Run Time 96 minutes.

I like pretty much anything about Broadway musicals. I like the PBS shows of cast recordings. I like movies and shows about how plays are made. This is a movie about how a revival of “The Chorus Line” was cast. It is drop-dead fascinating, actually much more entertaining than the musical about which it is made.

It starts with a tape recording director Michael Bennett made on January 18, 1974 when he called 18 dancers together in an empty exercise center in Manhattan, and got them to tell their stories as the basis for what became “The Chorus Line.” These people are the “gypsies” who are the heart and sole of the Broadway musical. They travel from musical to musical to form the essential background behind the stars.
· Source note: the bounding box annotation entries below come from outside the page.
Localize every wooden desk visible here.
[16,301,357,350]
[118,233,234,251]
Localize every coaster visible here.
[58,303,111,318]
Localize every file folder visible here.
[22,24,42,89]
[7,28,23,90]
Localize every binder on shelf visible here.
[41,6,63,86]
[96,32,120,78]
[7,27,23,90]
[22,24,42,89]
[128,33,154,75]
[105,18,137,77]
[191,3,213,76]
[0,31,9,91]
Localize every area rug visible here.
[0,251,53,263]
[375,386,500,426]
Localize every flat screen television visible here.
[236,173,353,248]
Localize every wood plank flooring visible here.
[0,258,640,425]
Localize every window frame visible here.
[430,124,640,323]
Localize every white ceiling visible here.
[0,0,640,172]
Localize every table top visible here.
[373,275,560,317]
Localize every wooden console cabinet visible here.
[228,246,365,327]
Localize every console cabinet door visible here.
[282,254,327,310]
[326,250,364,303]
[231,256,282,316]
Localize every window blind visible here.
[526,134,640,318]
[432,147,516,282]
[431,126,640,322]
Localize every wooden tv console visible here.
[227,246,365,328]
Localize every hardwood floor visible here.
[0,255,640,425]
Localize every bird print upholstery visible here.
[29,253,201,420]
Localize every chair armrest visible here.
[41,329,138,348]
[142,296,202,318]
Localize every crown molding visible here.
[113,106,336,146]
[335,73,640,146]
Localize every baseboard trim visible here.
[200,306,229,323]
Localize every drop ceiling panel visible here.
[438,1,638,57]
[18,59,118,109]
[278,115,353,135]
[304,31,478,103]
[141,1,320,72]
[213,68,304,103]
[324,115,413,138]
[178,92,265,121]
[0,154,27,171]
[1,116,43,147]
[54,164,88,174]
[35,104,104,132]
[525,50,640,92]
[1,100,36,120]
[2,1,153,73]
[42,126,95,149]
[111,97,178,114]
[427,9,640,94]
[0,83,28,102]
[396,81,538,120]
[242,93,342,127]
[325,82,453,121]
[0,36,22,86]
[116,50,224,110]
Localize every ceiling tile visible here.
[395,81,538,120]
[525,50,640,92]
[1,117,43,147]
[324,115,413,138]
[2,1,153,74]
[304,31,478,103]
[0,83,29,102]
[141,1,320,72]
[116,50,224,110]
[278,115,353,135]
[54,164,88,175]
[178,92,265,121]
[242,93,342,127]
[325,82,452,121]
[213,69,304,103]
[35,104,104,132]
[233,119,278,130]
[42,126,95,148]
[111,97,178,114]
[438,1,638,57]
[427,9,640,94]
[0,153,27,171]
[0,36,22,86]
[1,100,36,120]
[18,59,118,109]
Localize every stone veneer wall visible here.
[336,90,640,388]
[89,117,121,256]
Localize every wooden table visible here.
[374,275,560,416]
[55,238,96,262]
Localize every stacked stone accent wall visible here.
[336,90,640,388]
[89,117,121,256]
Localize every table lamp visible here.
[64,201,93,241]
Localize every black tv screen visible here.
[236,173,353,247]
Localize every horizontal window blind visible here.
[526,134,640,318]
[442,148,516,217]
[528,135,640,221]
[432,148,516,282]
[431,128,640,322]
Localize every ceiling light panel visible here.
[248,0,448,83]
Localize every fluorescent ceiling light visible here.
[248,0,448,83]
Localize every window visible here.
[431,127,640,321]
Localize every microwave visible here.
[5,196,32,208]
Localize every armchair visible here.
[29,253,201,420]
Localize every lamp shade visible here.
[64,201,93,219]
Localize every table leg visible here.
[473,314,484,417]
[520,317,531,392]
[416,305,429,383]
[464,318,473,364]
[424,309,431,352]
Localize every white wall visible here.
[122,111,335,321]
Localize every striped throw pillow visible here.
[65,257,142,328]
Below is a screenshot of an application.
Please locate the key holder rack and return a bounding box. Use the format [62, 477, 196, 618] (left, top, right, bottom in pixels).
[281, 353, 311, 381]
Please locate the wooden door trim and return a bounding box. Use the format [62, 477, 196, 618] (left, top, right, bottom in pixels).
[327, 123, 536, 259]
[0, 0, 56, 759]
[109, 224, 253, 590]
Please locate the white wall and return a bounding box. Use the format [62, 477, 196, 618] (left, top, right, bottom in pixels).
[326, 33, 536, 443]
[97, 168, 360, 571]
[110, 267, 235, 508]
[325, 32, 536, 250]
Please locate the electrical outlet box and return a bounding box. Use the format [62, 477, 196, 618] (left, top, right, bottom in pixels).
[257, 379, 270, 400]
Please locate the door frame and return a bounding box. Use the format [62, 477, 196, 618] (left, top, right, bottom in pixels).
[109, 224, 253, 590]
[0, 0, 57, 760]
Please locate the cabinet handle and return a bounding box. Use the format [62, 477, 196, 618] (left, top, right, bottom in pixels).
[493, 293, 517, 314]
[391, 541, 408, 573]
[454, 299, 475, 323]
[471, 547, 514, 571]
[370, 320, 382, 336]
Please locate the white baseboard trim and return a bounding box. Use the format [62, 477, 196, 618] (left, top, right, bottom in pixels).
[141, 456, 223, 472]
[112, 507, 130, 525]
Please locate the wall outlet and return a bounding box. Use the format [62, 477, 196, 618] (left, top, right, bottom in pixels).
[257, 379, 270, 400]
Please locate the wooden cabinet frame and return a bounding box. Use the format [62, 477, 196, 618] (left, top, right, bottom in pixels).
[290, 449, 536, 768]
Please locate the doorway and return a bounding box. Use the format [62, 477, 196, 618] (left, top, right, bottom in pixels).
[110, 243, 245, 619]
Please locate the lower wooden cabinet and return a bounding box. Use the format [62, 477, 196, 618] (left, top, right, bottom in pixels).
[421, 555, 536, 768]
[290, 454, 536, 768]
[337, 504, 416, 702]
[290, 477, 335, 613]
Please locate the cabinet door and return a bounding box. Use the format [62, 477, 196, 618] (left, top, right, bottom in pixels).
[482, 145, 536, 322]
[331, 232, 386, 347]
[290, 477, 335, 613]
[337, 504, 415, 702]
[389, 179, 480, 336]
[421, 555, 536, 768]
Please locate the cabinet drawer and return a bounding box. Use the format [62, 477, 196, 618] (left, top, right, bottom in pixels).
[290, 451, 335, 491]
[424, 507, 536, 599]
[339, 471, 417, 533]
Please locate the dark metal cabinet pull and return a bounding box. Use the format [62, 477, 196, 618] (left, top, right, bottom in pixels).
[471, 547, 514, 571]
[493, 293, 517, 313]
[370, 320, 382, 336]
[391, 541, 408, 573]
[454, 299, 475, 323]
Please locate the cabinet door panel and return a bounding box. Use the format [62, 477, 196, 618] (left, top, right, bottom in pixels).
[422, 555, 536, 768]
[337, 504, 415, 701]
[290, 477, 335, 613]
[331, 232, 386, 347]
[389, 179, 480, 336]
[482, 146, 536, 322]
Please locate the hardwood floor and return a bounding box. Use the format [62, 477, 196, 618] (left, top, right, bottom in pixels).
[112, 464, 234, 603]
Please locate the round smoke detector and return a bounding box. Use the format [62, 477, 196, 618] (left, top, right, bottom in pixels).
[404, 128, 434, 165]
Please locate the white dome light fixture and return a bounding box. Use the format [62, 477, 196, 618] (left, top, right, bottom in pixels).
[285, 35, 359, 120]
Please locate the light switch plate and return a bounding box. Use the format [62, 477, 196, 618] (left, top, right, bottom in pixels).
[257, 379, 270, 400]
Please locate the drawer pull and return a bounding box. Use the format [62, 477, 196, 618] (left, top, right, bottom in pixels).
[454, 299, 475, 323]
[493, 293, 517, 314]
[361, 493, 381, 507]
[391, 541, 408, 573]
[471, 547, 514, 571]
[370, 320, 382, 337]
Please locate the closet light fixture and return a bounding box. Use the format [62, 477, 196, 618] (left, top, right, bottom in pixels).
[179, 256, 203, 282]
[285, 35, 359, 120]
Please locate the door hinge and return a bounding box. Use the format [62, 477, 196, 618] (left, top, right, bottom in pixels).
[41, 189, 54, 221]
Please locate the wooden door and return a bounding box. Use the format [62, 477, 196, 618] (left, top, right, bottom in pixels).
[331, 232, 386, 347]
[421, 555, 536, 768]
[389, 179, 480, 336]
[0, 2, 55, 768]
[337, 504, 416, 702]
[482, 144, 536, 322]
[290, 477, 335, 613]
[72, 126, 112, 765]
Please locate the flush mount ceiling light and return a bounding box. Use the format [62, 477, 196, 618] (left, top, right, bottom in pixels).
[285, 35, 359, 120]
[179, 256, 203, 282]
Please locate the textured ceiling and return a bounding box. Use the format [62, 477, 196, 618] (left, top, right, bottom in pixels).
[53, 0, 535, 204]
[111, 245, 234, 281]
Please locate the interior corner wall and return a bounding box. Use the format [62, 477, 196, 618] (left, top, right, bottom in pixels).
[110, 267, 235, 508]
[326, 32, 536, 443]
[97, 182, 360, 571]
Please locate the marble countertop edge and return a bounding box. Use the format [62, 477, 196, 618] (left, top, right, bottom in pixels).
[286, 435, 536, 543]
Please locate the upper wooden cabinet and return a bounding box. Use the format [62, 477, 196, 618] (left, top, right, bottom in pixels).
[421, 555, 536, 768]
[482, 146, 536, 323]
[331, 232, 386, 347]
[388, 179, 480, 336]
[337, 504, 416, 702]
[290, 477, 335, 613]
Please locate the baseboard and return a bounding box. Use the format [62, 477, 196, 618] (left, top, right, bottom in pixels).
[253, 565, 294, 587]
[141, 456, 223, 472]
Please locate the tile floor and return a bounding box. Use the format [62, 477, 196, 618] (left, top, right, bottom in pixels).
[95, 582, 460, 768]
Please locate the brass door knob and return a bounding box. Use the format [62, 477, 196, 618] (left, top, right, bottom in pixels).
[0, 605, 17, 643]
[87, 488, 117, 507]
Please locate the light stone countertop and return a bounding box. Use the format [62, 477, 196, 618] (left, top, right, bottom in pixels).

For the next 12 hours on that early winter morning in 1974, Bennett and his fellow dancers talked about their lives, revealing an incredible amount of information about their personal histories, their motivation to perform and their dreams. The process of discovery revealed that the faceless chorus was composed of individuals with wit and abundant humanity, each with a special story to tell.

Bennett taped these conversations and collaborated with Nicholas Dante to write A Chorus Line. His long time associate Bob Avian helped choreograph the show. Multiple Grammy and Oscar-winning composer Marvin Hamlisch was brought on to fashion the score, and Ed Kleban contributed the Lyrics. The team began intense workshops with the cast before the script and songs were even finished.

I have to say right here that “The Chorus Line” is not one of my favorites. I wouldn’t walk across the street to see the play or the movie (and I’ve seen both). But I would walk a lot further to see this movie.

We see auditions for each of the major roles, from the first cattle call, then to subsequent auditions as the applicants are narrowed down. Finally it comes down to the final two or three for each of the roles and by this time we’ve gotten to know each of the contestants through interviews which are frank, revealing, and often emotional.

What is remarkable and admirable is how these people put everything they have into every audition. Dustin Hoffman, for one, has called auditioning “the lowest depths of misery.” It’s awe-inspiring to see them throw caution to the wind and let it all hang out.

If you like Broadway, this is a movie you cannot miss.